Adaptive Lambda Least-Squares Temporal Difference Learning
This addresses a practical bottleneck in reinforcement learning for practitioners by automating parameter selection, though it is incremental as it builds on existing LSTD methods.
The paper tackles the problem of automatically tuning the λ parameter in Temporal Difference learning by formalizing it as a bias-variance trade-off and proposing ALLSTD, an efficient algorithm that uses Leave-One-Trajectory-Out Cross-Validation with function optimization, achieving similar performance to a naive implementation while being significantly faster computationally.

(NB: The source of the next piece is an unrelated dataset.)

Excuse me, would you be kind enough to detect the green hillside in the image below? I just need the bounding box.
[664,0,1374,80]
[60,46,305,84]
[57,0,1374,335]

Temporal Difference learning or TD($λ$) is a fundamental algorithm in the field of reinforcement learning. However, setting TD's $λ$ parameter, which controls the timescale of TD updates, is generally left up to the practitioner. We formalize the $λ$ selection problem as a bias-variance trade-off where the solution is the value of $λ$ that leads to the smallest Mean Squared Value Error (MSVE). To solve this trade-off we suggest applying Leave-One-Trajectory-Out Cross-Validation (LOTO-CV) to search the space of $λ$ values. Unfortunately, this approach is too computationally expensive for most practical applications. For Least Squares TD (LSTD) we show that LOTO-CV can be implemented efficiently to automatically tune $λ$ and apply function optimization methods to efficiently search the space of $λ$ values. The resulting algorithm, ALLSTD, is parameter free and our experiments demonstrate that ALLSTD is significantly computationally faster than the naïve LOTO-CV implementation while achieving similar performance.